Hacker News new | ask | show | jobs
by anologwintermut 4111 days ago
Not sure how they do it, but it has been done before as a research project http://css.csail.mit.edu/cryptdb/. One of the tricks it uses(though by no means the only) is to do a binary search in an index, it actually has the client decrypt a node and compare and then give the server the result.
2 comments

Re-read their paper about mOPE. Very similar indeed. The difference is that in our case the server doesn't know the tree structure, with cryptdb it does.
So you use a scheme similar to mOPE? How do you handle tree rebalancing? Is your variant of mOPE deterministic?
Well, actually we don't use determenistic encryption, and the server knows nothing about ordering. It merely stores the trees and returns requested pieces (w/o knowing which piece is that or is it a piece of a tree at all).

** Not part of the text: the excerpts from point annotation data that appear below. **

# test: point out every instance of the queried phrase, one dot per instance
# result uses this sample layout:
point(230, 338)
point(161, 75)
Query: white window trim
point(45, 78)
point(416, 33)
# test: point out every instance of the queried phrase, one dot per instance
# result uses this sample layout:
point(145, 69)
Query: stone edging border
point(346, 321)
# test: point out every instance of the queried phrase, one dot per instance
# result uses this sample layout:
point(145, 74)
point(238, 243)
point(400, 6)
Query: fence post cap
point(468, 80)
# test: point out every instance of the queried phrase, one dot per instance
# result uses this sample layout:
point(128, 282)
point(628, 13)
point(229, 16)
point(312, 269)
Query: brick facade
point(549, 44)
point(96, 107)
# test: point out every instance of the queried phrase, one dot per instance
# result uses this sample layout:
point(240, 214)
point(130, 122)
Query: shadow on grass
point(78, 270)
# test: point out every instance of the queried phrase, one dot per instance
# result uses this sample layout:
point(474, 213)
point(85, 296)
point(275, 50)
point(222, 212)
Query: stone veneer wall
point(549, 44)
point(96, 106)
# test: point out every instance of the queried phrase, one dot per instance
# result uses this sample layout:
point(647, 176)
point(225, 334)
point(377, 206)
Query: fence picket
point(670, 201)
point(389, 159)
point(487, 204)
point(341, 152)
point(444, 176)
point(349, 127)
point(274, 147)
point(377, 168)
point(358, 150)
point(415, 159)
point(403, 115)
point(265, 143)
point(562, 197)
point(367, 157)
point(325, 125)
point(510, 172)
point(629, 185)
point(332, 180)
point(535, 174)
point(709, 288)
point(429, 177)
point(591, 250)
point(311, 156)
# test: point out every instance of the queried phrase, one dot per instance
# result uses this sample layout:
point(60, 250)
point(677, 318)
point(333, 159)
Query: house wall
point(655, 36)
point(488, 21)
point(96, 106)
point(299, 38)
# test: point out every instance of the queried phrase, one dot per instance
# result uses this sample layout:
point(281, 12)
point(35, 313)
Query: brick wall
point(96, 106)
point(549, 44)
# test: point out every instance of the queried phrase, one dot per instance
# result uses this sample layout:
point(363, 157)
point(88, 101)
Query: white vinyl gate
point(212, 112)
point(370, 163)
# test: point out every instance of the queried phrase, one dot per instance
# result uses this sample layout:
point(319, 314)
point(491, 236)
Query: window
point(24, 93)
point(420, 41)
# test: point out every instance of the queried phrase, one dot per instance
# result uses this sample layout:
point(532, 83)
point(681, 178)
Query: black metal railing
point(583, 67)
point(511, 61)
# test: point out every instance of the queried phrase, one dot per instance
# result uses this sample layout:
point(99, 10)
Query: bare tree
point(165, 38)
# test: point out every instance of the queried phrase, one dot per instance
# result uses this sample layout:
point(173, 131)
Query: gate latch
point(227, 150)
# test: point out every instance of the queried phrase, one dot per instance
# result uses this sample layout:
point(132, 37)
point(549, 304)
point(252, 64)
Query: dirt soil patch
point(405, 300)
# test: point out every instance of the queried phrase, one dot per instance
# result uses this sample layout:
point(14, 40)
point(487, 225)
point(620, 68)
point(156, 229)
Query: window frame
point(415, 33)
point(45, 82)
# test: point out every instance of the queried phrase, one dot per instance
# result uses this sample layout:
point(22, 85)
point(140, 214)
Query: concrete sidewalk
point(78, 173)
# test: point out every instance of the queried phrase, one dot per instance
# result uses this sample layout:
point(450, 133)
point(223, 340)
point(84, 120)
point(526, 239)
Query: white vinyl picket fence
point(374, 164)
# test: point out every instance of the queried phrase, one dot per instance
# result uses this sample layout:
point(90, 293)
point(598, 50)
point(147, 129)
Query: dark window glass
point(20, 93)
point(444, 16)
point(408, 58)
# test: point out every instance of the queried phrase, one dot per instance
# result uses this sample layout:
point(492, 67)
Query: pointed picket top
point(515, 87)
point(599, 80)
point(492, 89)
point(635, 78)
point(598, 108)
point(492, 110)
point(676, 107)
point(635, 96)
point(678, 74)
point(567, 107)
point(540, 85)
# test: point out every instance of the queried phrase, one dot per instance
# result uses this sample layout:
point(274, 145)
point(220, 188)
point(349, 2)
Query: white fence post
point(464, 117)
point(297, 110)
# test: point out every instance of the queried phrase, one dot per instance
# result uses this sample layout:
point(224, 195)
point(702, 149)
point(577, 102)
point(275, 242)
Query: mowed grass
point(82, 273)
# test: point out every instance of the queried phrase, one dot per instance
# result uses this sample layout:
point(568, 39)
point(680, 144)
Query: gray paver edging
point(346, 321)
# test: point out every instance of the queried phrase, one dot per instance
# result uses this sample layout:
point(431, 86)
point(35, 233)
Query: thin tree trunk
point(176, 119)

I find some ideas in MIT mOPE paper similar though

I didn't ask whether you use deterministic encryption, I asked whether your variant of mOPE is deterministic. It's possible to use randomized encryption for the leaves of mOPE and still construct a deterministic OPF.

EDIT: Also, you say the server does not know the tree structure. Do you mean it doesn't know the structure until you query, or the structure is always obfuscated (including access patterns and search patterns)?

EDIT2: What is the round complexity of a single query in your protocol?

so ORAM with this on top of it ?
Seems somewhat similar. Though seems like they use deterministic encryption (like AES with same IV), we don't have to do that.